A factor which led the Fed to hold off on a rate increase last month was that employment creation levels had trended down (although overall unemployment remained unchanged). Additionally, markets in the USA and around the world were nervous about the faltering rate of growth in China. A US rate hike will have a knock-on effect in other economies, but the remit of the Federal Reserve is employment and price stability within the USA, so this can only be a derivative factor in their decision making.

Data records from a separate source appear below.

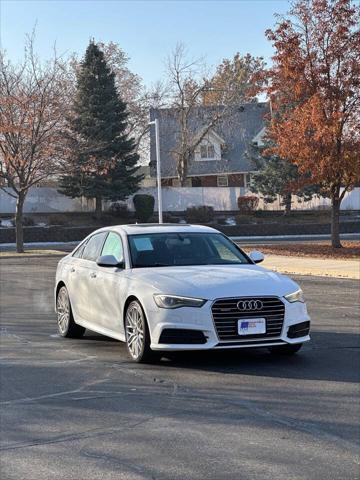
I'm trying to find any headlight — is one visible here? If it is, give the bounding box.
[285,289,305,303]
[154,294,206,308]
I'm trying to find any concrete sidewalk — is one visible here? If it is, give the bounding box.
[261,255,360,280]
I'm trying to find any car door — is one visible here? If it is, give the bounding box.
[96,232,125,333]
[70,231,107,323]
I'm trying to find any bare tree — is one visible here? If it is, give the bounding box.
[0,35,69,252]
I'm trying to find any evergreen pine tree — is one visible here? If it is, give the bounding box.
[59,41,142,218]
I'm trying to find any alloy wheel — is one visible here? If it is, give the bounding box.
[56,287,70,335]
[125,302,145,360]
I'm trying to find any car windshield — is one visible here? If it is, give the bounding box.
[128,232,251,268]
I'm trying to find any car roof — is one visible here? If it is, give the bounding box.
[95,223,219,235]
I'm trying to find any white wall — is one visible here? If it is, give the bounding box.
[0,187,360,214]
[0,187,94,213]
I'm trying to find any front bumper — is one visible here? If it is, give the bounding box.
[147,299,310,351]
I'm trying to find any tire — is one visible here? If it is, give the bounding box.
[56,286,85,338]
[124,300,159,363]
[269,343,303,355]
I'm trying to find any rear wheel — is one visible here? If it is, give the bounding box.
[56,286,85,338]
[125,300,158,363]
[269,343,302,355]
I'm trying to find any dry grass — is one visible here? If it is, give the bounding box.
[0,249,66,258]
[241,240,360,260]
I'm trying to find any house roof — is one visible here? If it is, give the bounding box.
[150,102,269,178]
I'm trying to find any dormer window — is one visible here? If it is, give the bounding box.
[200,143,215,160]
[195,130,224,161]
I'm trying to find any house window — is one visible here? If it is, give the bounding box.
[217,175,228,187]
[191,177,201,187]
[200,143,215,160]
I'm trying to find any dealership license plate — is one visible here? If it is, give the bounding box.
[238,318,266,335]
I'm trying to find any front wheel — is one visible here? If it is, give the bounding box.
[269,343,302,355]
[56,286,85,338]
[125,300,157,363]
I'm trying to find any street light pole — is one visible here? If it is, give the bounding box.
[149,118,163,223]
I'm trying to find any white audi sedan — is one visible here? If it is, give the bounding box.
[55,224,310,362]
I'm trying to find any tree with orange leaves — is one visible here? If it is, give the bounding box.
[266,0,360,247]
[0,37,68,253]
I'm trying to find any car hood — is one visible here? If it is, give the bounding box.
[132,265,299,300]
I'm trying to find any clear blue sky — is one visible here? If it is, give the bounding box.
[0,0,289,85]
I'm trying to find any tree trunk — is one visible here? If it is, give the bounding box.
[95,197,102,220]
[15,193,25,253]
[331,195,342,248]
[283,193,291,216]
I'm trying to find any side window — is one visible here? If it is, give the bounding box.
[82,232,107,262]
[101,232,124,262]
[72,242,86,258]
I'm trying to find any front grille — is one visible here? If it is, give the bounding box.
[211,297,285,342]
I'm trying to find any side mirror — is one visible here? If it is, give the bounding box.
[249,250,264,263]
[96,255,124,268]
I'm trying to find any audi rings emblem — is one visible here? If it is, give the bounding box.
[237,300,264,312]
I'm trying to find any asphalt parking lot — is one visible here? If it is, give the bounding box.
[0,257,360,480]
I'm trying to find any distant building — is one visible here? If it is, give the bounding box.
[150,102,269,187]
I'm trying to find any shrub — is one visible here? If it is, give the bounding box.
[133,193,155,223]
[47,215,68,226]
[238,195,259,214]
[109,202,130,218]
[185,205,214,223]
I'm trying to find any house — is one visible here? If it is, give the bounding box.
[150,102,269,187]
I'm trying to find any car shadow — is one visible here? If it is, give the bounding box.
[153,332,360,382]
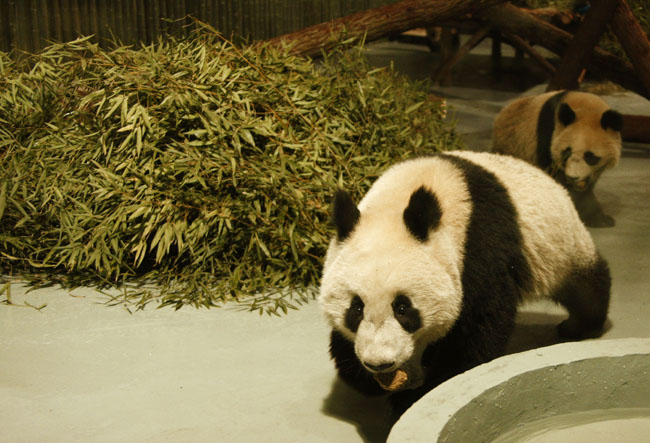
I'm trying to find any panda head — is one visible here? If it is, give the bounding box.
[551,92,623,191]
[319,186,462,389]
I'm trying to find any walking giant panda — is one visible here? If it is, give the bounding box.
[319,151,610,413]
[492,91,623,227]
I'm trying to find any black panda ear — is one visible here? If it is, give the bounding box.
[332,189,361,241]
[600,109,623,132]
[557,103,576,126]
[403,186,442,242]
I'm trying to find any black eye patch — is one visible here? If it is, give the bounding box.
[345,295,365,332]
[391,294,422,333]
[583,151,601,166]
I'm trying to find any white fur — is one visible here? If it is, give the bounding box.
[492,91,621,190]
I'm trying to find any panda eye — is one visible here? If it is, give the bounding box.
[395,303,409,316]
[392,293,422,333]
[583,151,601,166]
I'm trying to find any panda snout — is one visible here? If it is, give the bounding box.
[363,361,395,372]
[566,175,588,191]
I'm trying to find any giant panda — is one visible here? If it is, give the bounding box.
[318,151,610,415]
[492,91,623,227]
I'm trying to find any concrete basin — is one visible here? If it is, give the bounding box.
[388,338,650,443]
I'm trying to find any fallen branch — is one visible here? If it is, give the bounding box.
[546,0,618,91]
[479,3,650,98]
[612,0,650,97]
[267,0,504,56]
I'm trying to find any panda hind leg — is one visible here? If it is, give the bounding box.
[553,256,611,340]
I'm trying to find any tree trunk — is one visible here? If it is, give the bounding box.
[621,114,650,143]
[612,0,650,97]
[260,0,504,56]
[479,3,650,98]
[546,0,618,91]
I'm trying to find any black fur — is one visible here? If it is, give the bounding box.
[536,91,623,228]
[330,155,531,414]
[330,329,386,396]
[582,151,602,166]
[557,103,576,126]
[330,154,610,415]
[600,109,623,132]
[403,186,442,242]
[345,295,364,333]
[537,91,573,171]
[553,253,611,340]
[391,294,422,334]
[332,190,361,241]
[391,155,532,413]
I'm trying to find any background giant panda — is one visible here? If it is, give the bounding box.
[319,152,610,413]
[492,91,623,227]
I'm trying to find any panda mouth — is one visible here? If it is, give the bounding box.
[373,369,408,392]
[573,180,587,191]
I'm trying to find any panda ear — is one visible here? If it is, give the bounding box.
[403,186,442,242]
[557,103,576,126]
[600,109,623,132]
[332,189,361,241]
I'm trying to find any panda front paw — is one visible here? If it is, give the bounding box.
[585,213,616,228]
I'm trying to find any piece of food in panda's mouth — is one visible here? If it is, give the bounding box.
[374,369,408,391]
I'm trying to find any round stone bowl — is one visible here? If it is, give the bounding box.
[388,338,650,443]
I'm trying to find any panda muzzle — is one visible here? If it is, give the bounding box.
[373,369,408,391]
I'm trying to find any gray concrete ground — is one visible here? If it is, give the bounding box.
[0,43,650,443]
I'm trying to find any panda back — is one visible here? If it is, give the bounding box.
[450,151,597,298]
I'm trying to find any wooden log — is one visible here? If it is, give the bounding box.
[478,3,650,98]
[431,27,490,85]
[260,0,504,56]
[502,34,555,75]
[546,0,618,91]
[612,0,650,94]
[621,114,650,143]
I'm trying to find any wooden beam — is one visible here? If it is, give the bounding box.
[546,0,618,91]
[612,0,650,94]
[267,0,504,56]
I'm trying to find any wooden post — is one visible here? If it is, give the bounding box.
[546,0,618,91]
[612,0,650,94]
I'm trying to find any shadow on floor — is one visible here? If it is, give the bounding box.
[321,312,611,443]
[321,379,395,443]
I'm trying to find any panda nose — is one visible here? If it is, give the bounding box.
[363,362,395,372]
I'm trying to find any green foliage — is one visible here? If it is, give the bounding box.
[0,30,458,313]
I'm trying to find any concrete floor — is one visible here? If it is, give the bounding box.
[0,43,650,443]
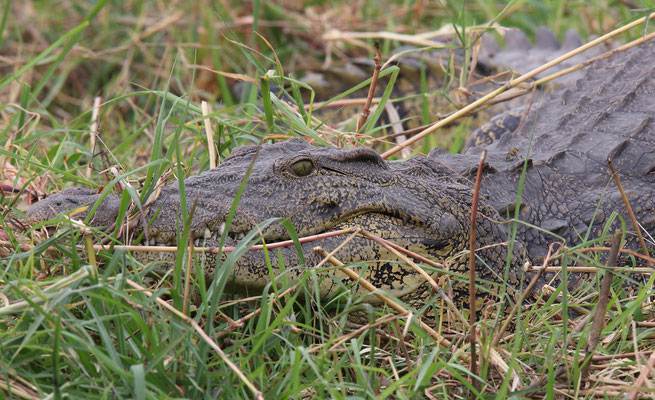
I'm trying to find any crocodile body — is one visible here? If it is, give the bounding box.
[305,27,603,136]
[27,38,655,310]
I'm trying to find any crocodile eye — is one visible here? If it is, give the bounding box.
[291,160,314,176]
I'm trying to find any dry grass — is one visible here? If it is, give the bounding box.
[0,0,655,399]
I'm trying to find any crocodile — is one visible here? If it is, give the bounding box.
[26,36,655,306]
[302,27,603,138]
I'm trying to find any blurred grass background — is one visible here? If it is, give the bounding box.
[0,0,653,399]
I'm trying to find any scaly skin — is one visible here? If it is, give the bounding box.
[27,38,655,310]
[27,139,520,303]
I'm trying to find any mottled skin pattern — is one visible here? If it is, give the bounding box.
[27,39,655,310]
[305,27,603,134]
[27,139,520,303]
[430,44,655,272]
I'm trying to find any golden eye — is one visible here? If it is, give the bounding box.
[291,160,314,176]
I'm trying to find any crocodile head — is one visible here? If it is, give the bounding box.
[28,139,516,304]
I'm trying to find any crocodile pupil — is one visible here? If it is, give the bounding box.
[291,160,314,176]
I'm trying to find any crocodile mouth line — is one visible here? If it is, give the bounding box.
[133,212,434,250]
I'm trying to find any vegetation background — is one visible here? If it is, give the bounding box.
[0,0,655,399]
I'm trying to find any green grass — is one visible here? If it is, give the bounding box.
[0,0,655,399]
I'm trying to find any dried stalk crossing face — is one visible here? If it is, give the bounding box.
[27,36,655,314]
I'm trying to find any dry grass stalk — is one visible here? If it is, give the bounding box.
[580,231,623,382]
[322,30,447,49]
[469,149,487,390]
[355,40,382,132]
[381,13,655,158]
[607,157,653,267]
[200,101,216,169]
[491,243,561,347]
[627,352,655,400]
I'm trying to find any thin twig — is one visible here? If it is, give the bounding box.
[355,40,382,132]
[491,243,561,347]
[86,96,102,178]
[182,229,195,315]
[607,157,653,267]
[359,229,470,328]
[580,231,623,382]
[469,149,487,390]
[314,247,518,384]
[200,101,216,169]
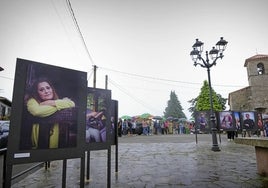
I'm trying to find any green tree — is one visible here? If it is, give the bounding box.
[164,91,186,118]
[188,80,227,117]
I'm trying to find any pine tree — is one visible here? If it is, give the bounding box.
[164,91,186,118]
[188,80,227,117]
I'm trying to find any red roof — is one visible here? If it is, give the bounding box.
[244,54,268,67]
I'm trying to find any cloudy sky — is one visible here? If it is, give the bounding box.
[0,0,268,118]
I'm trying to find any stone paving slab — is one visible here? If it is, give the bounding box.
[9,135,268,188]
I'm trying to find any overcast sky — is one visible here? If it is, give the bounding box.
[0,0,268,118]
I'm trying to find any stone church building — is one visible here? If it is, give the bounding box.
[228,54,268,114]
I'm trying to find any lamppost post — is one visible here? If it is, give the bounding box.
[190,37,228,151]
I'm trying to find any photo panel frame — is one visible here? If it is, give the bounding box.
[256,112,264,131]
[85,87,112,150]
[217,111,236,131]
[240,111,257,131]
[8,58,87,164]
[111,100,118,145]
[195,111,211,133]
[233,111,242,132]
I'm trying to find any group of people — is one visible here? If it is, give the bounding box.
[117,118,186,137]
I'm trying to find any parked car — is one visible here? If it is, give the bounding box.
[0,121,10,149]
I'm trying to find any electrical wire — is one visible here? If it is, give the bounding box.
[66,0,94,65]
[108,79,160,114]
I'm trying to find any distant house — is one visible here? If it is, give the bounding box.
[228,54,268,114]
[0,96,11,120]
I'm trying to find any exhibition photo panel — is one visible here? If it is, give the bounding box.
[85,88,112,149]
[8,59,87,161]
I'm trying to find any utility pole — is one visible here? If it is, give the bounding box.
[105,75,108,89]
[93,65,98,88]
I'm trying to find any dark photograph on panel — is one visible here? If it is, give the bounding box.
[241,111,257,137]
[110,100,118,145]
[195,111,210,133]
[86,88,111,143]
[218,111,235,131]
[233,111,242,132]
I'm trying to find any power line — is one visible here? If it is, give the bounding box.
[66,0,94,65]
[108,79,159,114]
[99,67,247,87]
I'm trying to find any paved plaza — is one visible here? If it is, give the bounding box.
[12,134,268,188]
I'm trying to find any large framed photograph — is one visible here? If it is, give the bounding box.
[233,111,242,132]
[218,111,236,131]
[85,88,111,149]
[241,111,257,131]
[8,59,87,163]
[110,100,118,145]
[195,111,211,133]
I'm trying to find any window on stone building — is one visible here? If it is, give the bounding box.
[257,63,264,74]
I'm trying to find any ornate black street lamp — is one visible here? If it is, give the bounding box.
[190,37,228,151]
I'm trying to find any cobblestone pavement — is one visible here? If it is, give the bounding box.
[12,135,268,188]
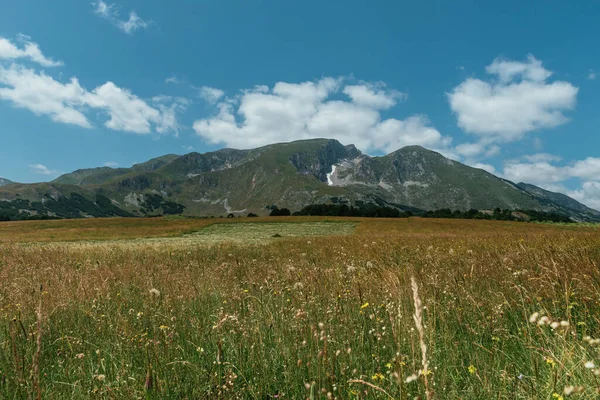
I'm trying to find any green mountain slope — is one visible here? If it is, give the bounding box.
[0,139,600,221]
[0,177,14,187]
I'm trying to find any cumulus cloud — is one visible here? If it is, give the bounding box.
[447,55,578,142]
[455,141,500,159]
[0,64,179,134]
[29,164,59,175]
[568,181,600,210]
[199,86,225,104]
[471,163,496,174]
[92,1,150,34]
[503,153,600,209]
[0,35,63,67]
[194,78,451,152]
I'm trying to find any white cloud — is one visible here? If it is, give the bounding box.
[523,153,562,163]
[455,140,500,158]
[0,35,63,67]
[485,54,552,83]
[194,78,451,152]
[448,56,578,142]
[0,65,92,128]
[200,86,225,104]
[117,11,149,33]
[29,164,59,175]
[92,0,150,34]
[471,163,496,174]
[0,64,181,134]
[567,181,600,210]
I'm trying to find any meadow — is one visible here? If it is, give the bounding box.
[0,217,600,400]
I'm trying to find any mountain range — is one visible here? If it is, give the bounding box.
[0,176,14,187]
[0,139,600,221]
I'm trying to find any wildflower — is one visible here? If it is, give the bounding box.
[529,312,540,324]
[563,386,584,396]
[371,372,385,382]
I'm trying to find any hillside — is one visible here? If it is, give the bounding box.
[0,139,600,221]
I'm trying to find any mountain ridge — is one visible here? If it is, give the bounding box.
[0,139,600,221]
[0,176,14,187]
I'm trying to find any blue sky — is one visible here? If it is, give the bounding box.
[0,0,600,208]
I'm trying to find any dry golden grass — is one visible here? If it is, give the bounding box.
[0,218,600,399]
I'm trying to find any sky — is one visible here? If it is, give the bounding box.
[0,0,600,209]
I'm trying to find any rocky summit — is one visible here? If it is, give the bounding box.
[0,139,600,221]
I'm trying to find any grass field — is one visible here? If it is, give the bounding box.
[0,218,600,399]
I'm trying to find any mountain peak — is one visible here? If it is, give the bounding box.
[1,138,600,221]
[0,176,14,186]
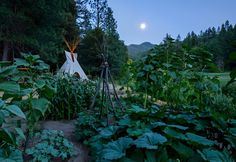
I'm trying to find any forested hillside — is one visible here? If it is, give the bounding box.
[149,21,236,71]
[127,42,155,59]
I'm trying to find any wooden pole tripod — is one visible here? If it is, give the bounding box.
[90,54,124,123]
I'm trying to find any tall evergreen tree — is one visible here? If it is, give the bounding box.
[89,0,108,28]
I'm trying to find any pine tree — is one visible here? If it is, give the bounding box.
[89,0,108,28]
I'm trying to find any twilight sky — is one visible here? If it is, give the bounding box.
[108,0,236,45]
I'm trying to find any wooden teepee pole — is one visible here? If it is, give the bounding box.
[64,37,79,62]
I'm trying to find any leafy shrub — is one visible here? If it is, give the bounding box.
[75,112,102,142]
[48,76,96,119]
[81,106,236,162]
[26,130,74,162]
[0,54,51,161]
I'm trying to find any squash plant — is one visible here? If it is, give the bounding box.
[80,105,236,162]
[0,54,53,161]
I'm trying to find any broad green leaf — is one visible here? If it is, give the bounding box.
[15,128,26,140]
[127,128,151,137]
[0,81,20,93]
[118,116,131,126]
[0,128,16,145]
[152,122,167,128]
[99,126,119,138]
[229,119,236,126]
[198,148,234,162]
[143,65,154,72]
[164,127,187,140]
[0,66,17,78]
[5,105,26,119]
[0,148,23,162]
[186,133,215,146]
[102,137,133,160]
[14,58,30,67]
[127,105,148,115]
[167,124,188,130]
[35,80,46,88]
[171,142,194,158]
[135,133,167,149]
[137,71,145,77]
[32,98,49,115]
[0,99,5,108]
[144,150,156,162]
[149,74,157,82]
[225,135,236,149]
[229,128,236,136]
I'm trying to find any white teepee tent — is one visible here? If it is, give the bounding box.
[58,38,88,80]
[59,51,88,80]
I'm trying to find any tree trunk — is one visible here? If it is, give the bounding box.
[2,41,9,61]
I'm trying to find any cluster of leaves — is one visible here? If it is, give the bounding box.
[0,54,53,161]
[131,45,235,115]
[48,76,96,120]
[79,106,236,162]
[75,112,105,143]
[26,130,74,162]
[0,99,26,161]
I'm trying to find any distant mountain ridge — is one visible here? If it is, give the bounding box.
[127,42,155,59]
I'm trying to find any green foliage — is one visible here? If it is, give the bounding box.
[75,112,102,141]
[77,106,236,162]
[0,0,77,64]
[26,130,74,162]
[0,147,23,162]
[131,48,235,116]
[0,54,53,161]
[47,76,96,119]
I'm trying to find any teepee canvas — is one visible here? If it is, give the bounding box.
[59,36,88,80]
[59,51,88,79]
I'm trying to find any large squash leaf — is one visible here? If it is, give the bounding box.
[102,137,133,160]
[135,133,167,149]
[186,133,215,146]
[198,148,234,162]
[6,105,26,119]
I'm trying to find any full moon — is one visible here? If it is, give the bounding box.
[139,23,147,30]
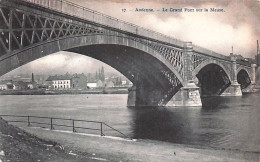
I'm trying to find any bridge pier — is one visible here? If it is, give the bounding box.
[166,81,202,107]
[242,64,257,92]
[167,42,202,107]
[220,54,242,96]
[127,86,136,107]
[220,82,242,96]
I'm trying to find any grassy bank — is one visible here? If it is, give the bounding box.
[0,118,103,162]
[0,118,259,162]
[0,88,128,95]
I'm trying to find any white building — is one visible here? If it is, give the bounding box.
[46,75,71,89]
[87,83,97,88]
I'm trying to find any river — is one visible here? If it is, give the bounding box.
[0,93,260,152]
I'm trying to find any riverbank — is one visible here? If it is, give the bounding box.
[0,119,259,162]
[0,118,96,162]
[0,88,128,95]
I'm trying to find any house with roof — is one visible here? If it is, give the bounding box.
[46,75,71,89]
[46,73,88,90]
[0,80,13,90]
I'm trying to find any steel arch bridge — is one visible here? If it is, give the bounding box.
[0,0,255,106]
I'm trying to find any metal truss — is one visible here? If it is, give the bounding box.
[0,6,103,56]
[158,70,182,106]
[191,53,208,70]
[136,39,184,77]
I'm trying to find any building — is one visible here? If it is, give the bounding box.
[0,80,13,90]
[13,81,29,90]
[106,81,115,88]
[0,80,14,90]
[46,75,71,89]
[46,73,88,90]
[71,73,88,89]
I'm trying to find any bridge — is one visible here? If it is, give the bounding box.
[0,0,256,106]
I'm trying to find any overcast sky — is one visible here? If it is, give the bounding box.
[3,0,260,74]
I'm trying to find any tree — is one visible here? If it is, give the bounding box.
[100,66,105,82]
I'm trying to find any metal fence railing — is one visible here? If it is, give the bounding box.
[0,115,131,139]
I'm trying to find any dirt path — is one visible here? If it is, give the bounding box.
[0,118,259,162]
[21,127,259,162]
[0,118,105,162]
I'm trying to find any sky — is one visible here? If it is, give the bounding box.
[3,0,260,74]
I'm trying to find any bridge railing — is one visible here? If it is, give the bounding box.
[0,115,131,139]
[22,0,184,47]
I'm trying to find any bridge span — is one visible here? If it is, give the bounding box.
[0,0,256,106]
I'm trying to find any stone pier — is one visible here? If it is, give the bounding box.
[220,54,242,96]
[166,81,202,107]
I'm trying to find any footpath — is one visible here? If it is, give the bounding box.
[20,127,260,162]
[0,118,260,162]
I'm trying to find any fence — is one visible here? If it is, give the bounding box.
[0,115,131,139]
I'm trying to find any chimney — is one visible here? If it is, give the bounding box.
[32,73,35,83]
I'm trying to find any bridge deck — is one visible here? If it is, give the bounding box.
[18,0,234,61]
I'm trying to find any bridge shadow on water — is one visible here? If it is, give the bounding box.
[129,96,249,146]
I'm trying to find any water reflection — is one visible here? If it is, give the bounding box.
[129,94,260,151]
[0,93,260,152]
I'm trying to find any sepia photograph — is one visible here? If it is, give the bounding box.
[0,0,260,162]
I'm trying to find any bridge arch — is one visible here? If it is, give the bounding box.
[237,67,251,89]
[192,60,231,96]
[0,34,183,105]
[192,59,231,81]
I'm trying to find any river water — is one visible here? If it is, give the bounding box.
[0,93,260,152]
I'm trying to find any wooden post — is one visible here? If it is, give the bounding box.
[100,122,103,136]
[27,116,31,126]
[51,118,53,129]
[72,120,76,132]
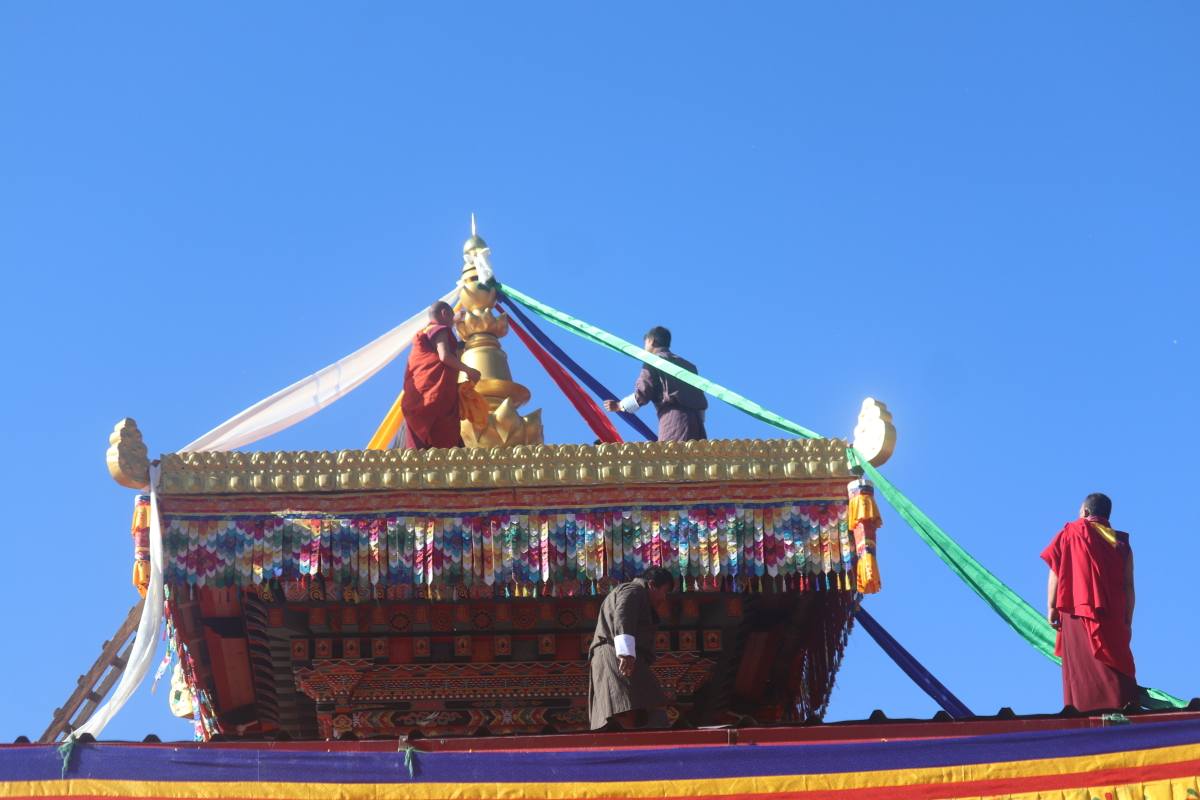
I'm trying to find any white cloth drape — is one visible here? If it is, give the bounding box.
[71,464,163,739]
[71,287,458,739]
[181,287,458,452]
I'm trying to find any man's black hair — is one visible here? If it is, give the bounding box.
[642,325,671,349]
[1084,492,1112,519]
[642,566,674,590]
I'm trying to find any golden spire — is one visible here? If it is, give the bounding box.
[455,213,542,447]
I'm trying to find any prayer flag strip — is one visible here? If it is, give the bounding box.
[0,720,1200,800]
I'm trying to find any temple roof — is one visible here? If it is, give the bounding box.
[160,439,852,494]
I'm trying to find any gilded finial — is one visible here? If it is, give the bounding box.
[462,211,487,255]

Two factors make it unlikely that rates will rise this month. Firstly, US retail sales grew at a slower pace than anticipated, rising only 0.1% last month, just half of the expected rate. There has been speculation that jitters over the weaker job creation data has made consumers more cautious about spending, but this is unlikely since human nature dictates that people assume themselves to be immune from job losses and besides, we are experiencing a slowdown of job creation rather than an increase in unemployment. Car sales enjoyed a bit of a bounce, but if sales of building materials and fuel are stripped from the data, “core” sales fell back by 0.1%. Secondly, a report, produced by the Federal Reserve itself, suggests that a stronger Dollar is hurting growth and stalling manufacturing output (clearly of goods intended for the export market since the external value of the Dollar has no direct effect on internal demand since everything is priced in Dollars anyway). When the interest rate does rise, it is expected that the US Dollar will appreciate against other major currencies since the (negligible!) yield on Dollar holdings will improve, making the Dollar more attractive and hence pushing it higher.
It remains likely that the Fed will take a cautious approach to normalising interest rates, so if the portents for the economy in terms of inflation (running well below target at 0.2%), job creation and consumer spending are lack-lustre, the rate will stay on hold. An increase (theoretically) would rein-in inflation and bolster the Dollar on Forex markets – is now the time for such a move?